The fuzzy-matching library provides an OmniMark module omfuzzy.xmd
with the pattern function fuzzy
:
export switch function fuzzy read-only integer goals distance write-only integer best-distance deletion value integer deletion-distance optional insertion value integer insertion-distance optional replacement value integer replacement-distance optional transposition value integer transposition-distance optional
The function succeeds only if the input prefix approximately matches any of the keys in goals. Each integer
value of the goals shelf items determines the allowed Damerau–Levenshtein distance between its key and the input.
Damerau–Levenshtein distance equals the minimum number of character deletions, insertions, replacements, and transpositions required to transform the target string into the input. The cost of each of the four transformations, if allowed, must be explicitly specified using the appropriate argument.
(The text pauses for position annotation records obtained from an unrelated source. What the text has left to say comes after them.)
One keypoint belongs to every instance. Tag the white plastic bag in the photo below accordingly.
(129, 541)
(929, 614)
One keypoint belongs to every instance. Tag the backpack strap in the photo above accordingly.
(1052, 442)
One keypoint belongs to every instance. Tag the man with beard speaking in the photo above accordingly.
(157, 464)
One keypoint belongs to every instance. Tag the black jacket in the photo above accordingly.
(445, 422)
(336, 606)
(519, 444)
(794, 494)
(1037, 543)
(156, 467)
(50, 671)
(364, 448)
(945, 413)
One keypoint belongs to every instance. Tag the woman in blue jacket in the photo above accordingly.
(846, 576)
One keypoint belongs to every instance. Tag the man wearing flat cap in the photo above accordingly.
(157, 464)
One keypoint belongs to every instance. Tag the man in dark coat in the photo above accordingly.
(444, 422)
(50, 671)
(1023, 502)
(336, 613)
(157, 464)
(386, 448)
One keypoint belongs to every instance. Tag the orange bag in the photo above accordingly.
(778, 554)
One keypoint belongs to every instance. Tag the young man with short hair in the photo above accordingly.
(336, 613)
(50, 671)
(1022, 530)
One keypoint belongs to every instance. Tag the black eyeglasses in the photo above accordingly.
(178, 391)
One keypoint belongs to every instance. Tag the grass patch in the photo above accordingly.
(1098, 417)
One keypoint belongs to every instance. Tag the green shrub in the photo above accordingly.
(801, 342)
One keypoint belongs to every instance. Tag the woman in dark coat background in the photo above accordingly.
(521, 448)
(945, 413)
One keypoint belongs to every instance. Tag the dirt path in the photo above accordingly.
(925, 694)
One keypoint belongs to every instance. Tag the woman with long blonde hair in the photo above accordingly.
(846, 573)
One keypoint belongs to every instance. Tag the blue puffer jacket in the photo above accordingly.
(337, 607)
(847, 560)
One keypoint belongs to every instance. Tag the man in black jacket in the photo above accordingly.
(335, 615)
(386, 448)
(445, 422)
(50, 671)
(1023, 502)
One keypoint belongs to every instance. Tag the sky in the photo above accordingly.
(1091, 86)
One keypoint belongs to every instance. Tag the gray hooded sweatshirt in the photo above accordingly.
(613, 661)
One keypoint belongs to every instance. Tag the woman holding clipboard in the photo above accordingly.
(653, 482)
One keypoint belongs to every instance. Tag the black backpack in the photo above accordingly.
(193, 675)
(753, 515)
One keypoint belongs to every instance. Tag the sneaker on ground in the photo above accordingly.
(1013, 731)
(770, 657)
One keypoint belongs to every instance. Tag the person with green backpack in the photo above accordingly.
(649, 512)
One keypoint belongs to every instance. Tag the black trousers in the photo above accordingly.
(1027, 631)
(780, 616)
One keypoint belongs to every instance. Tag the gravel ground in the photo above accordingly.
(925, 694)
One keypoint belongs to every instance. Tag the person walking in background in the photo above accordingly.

The matching algorithm the library uses is quite naive and unoptimized. It is, however, fully streaming. The library is not restricted by line boundaries or any other record boundaries.
The provided test program demonstrates the use of the function. It can operate in two modes: line-based matching and word-based matching. The latter is default. The program can take an arbitrary number of arguments. Every numeric argument is considered to specify the allowed distance to the following argument. The argument pair becomes one of the goals. All other command-line arguments are treated as input file names.